The average value of residential property in Ireland rose by 0.6% in the third quarter of 2015, bringing growth in the year to date to 3.4%. This is a significant moderation on the 14% recorded in the same period in 2014.
“Some of the more rural counties such as Clare, Kerry, Kilkenny, Monaghan and Sligo all saw a notable double-digit uplift in price performance in the year to date, an indicator that the recovery is becoming more broad-based,” remarked Marian Finnegan, chief economist, Sherry FitzGerald Group.
Dublin house prices were largely flat in the third quarter, with a very moderate decline of 0.1% in the three months to end September. This is the first quarterly reduction in prices since Q1 in 2012. The growth in the year to date was 1.4%, compared to 16.6% in the same period in 2014.
When Dublin is excluded from the national figure, the quarterly growth figure was 1.6%. The year to date figure came in at 6.3%, compared to 11.7% in the same period in 2014.
The regional centres outside Dublin continued to experience relatively strong price growth during the year to date, most notably in Cork with price growth of 7.7% in the nine months to end September.
The Property Price Register reveals that just under 21,800 properties transacted during the opening half of 2015. Due to the time lag in logging data to the PPR, the first six months is the most accurate data available. If one excludes multi-family/portfolio sales, the figure declines to approximately 19,900, of which approximately 6,000 sales were in Dublin.
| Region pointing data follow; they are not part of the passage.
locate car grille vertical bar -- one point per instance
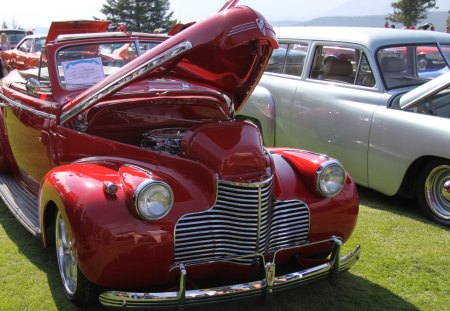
(244, 221)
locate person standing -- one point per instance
(4, 42)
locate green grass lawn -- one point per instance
(404, 265)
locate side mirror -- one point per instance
(33, 85)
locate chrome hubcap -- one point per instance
(66, 260)
(437, 191)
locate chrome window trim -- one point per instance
(27, 108)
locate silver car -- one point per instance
(336, 90)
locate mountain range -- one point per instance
(437, 18)
(365, 13)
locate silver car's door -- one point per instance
(333, 106)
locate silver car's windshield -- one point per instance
(411, 65)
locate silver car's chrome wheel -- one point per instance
(66, 260)
(437, 191)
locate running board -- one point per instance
(21, 203)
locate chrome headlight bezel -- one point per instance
(147, 188)
(330, 178)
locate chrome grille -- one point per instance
(244, 221)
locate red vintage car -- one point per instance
(148, 185)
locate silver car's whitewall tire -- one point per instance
(76, 287)
(434, 192)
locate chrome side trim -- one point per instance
(127, 78)
(27, 108)
(266, 286)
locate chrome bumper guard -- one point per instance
(267, 286)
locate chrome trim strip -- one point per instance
(266, 286)
(27, 108)
(130, 76)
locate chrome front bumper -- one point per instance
(266, 286)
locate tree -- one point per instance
(411, 12)
(139, 15)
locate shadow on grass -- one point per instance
(43, 259)
(352, 292)
(392, 204)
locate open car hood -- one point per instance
(227, 52)
(417, 94)
(72, 27)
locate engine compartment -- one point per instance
(199, 128)
(167, 140)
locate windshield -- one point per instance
(81, 66)
(412, 64)
(14, 36)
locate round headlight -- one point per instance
(330, 178)
(153, 199)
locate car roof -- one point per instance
(101, 35)
(13, 30)
(372, 38)
(35, 36)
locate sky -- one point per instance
(31, 14)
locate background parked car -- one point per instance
(340, 103)
(14, 35)
(25, 55)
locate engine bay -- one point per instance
(167, 140)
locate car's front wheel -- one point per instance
(434, 191)
(76, 287)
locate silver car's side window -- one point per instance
(335, 63)
(278, 59)
(288, 59)
(342, 64)
(364, 76)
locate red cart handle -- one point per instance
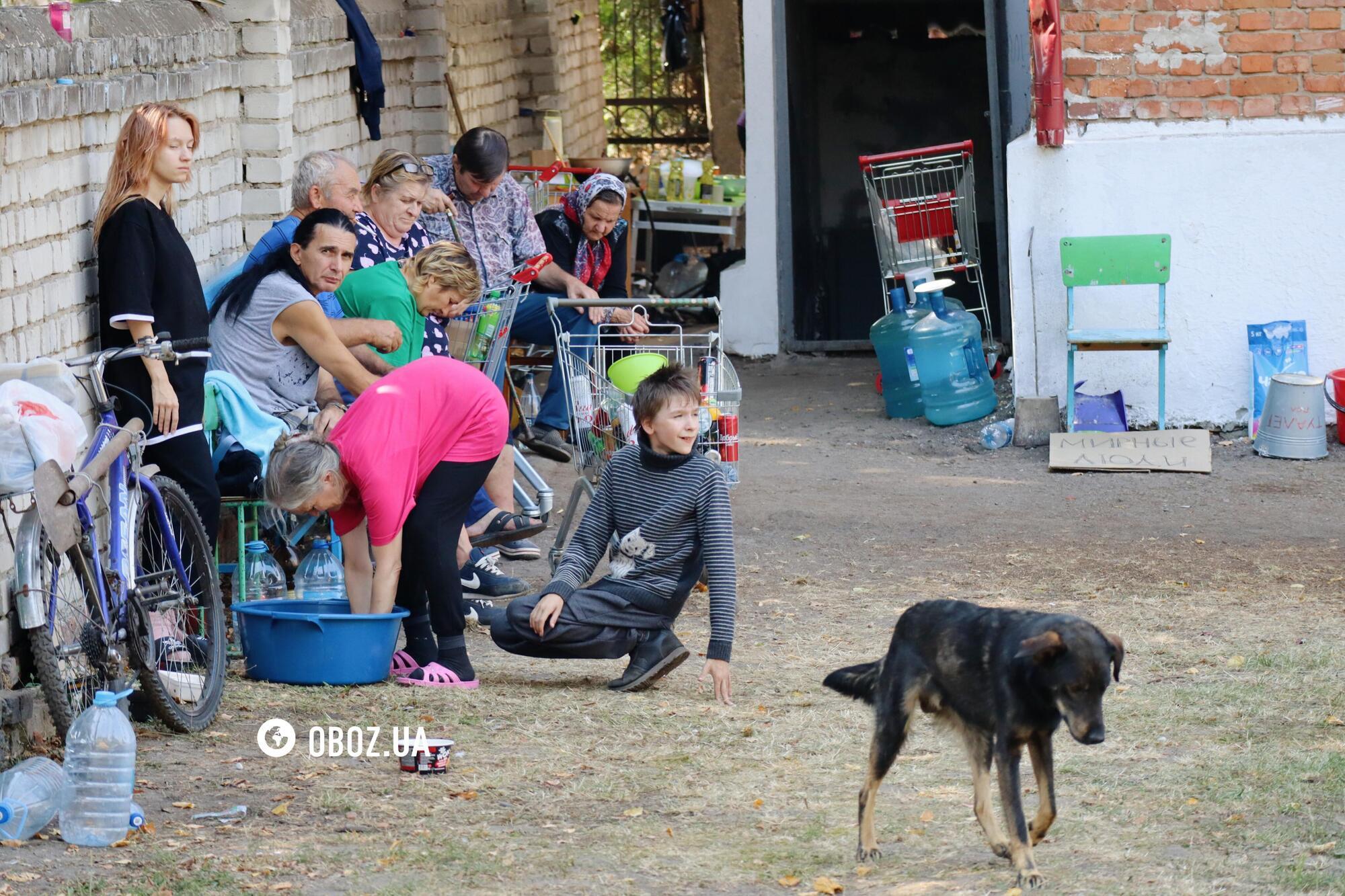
(533, 267)
(868, 162)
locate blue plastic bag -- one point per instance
(1280, 346)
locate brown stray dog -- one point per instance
(1003, 680)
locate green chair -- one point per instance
(1117, 261)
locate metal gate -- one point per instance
(646, 106)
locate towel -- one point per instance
(240, 416)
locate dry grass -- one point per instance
(1222, 768)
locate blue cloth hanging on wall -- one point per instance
(368, 75)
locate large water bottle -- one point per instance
(321, 575)
(262, 577)
(100, 774)
(891, 337)
(954, 380)
(30, 795)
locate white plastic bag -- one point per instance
(36, 427)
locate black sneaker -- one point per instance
(482, 576)
(653, 659)
(549, 443)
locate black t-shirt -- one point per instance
(146, 272)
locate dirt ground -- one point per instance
(1223, 770)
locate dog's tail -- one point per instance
(856, 681)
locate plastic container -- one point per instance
(1336, 380)
(997, 435)
(321, 575)
(317, 642)
(30, 797)
(891, 337)
(100, 774)
(954, 380)
(262, 579)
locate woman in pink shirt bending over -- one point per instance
(397, 474)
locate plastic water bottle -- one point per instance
(262, 577)
(321, 575)
(30, 795)
(954, 380)
(997, 435)
(531, 404)
(100, 774)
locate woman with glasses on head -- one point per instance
(393, 198)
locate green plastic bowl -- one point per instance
(630, 372)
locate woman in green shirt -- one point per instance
(440, 280)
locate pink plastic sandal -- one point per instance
(439, 676)
(403, 663)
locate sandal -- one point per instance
(497, 533)
(436, 676)
(403, 663)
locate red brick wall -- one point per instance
(1203, 58)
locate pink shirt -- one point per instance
(392, 438)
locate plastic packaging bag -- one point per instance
(1280, 346)
(36, 427)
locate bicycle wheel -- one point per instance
(72, 650)
(180, 627)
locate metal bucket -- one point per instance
(1295, 419)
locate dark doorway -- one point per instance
(871, 77)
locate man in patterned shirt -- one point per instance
(493, 216)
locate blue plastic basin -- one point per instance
(317, 642)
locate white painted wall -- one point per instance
(1256, 210)
(751, 291)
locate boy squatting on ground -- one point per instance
(669, 510)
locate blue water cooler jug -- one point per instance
(891, 337)
(954, 380)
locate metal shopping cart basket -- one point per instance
(923, 204)
(602, 420)
(548, 185)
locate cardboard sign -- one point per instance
(1161, 450)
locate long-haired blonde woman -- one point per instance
(147, 284)
(393, 198)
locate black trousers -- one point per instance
(186, 460)
(431, 573)
(594, 624)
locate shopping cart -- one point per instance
(602, 420)
(548, 185)
(923, 204)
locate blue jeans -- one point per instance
(533, 323)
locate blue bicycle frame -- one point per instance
(122, 534)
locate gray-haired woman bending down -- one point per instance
(399, 473)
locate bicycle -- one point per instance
(147, 602)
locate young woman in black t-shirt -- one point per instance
(147, 284)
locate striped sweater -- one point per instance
(670, 517)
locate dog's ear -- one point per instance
(1118, 653)
(1042, 647)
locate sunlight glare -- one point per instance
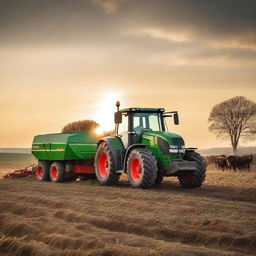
(106, 109)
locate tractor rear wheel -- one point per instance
(105, 169)
(141, 168)
(194, 178)
(57, 172)
(42, 171)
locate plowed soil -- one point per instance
(84, 218)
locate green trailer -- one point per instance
(72, 153)
(142, 147)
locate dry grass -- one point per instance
(83, 218)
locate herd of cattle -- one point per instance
(223, 162)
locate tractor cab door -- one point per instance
(123, 129)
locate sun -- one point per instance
(106, 109)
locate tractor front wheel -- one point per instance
(105, 166)
(57, 172)
(141, 168)
(194, 178)
(42, 171)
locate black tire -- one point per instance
(159, 179)
(194, 178)
(105, 168)
(141, 168)
(42, 171)
(87, 176)
(57, 172)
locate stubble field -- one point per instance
(83, 218)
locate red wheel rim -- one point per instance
(136, 169)
(54, 172)
(103, 165)
(39, 172)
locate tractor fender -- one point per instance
(117, 148)
(129, 149)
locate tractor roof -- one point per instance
(143, 110)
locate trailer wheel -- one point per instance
(141, 168)
(194, 178)
(57, 172)
(42, 171)
(105, 166)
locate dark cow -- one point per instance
(210, 160)
(222, 163)
(240, 162)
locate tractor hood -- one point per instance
(171, 138)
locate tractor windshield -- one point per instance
(147, 121)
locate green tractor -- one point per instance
(144, 149)
(141, 147)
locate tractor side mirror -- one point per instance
(176, 118)
(118, 117)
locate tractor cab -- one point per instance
(132, 123)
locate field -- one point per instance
(83, 218)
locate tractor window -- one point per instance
(123, 130)
(146, 121)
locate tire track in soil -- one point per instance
(60, 223)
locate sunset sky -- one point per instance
(64, 60)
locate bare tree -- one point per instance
(79, 126)
(232, 119)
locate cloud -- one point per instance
(109, 6)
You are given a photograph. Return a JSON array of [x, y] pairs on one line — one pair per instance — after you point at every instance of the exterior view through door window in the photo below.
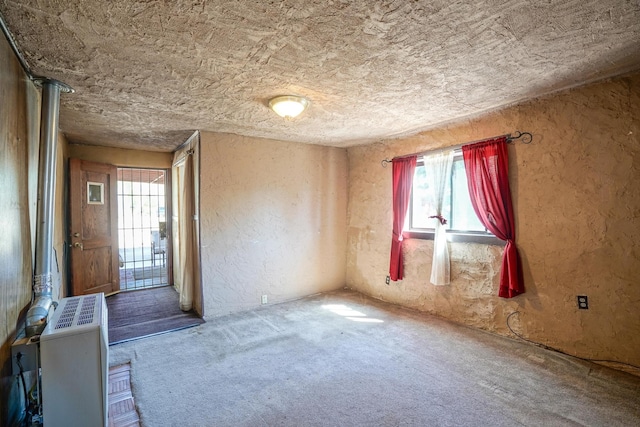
[[142, 228]]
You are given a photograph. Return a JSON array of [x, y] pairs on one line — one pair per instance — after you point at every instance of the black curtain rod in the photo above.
[[524, 137]]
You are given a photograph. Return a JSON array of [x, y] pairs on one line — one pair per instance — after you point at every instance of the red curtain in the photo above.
[[487, 167], [403, 170]]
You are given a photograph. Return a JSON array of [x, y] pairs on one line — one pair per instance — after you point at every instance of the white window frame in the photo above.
[[465, 236]]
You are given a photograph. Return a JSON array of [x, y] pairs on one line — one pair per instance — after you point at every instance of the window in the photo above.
[[462, 222]]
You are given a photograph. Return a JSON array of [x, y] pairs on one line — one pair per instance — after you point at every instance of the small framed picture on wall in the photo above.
[[95, 193]]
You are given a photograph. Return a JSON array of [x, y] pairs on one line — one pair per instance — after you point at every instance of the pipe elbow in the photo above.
[[37, 315]]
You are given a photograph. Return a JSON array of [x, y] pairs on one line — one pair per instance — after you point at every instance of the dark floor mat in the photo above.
[[138, 314]]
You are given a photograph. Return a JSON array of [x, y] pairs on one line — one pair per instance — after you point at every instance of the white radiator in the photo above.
[[74, 352]]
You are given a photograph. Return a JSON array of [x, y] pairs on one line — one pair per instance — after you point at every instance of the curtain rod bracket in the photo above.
[[524, 137]]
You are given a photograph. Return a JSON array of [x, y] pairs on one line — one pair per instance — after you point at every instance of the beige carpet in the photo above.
[[341, 359]]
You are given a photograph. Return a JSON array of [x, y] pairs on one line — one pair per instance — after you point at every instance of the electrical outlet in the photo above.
[[583, 302]]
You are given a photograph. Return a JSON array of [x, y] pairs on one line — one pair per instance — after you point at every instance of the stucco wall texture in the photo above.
[[577, 204], [273, 221]]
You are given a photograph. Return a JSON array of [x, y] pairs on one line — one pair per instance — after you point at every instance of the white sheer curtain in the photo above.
[[185, 225], [438, 170]]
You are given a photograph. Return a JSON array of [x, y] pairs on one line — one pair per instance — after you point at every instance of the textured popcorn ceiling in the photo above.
[[148, 73]]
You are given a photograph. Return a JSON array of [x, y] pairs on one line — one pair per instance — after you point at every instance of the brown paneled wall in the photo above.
[[19, 129]]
“Excluding multi-family activity, transactions increased by almost 30% in Ireland when compared with the corresponding period in 2014,” Ms Finnegan said.
Notably, comparing the Property Price Register (PPR) data to the mortgage market data by Banking and Payments Federation Ireland suggests that 45% of single property transactions did not have a mortgage attached to the transaction during the first six months. This suggests that cash is still a very strong element of the market.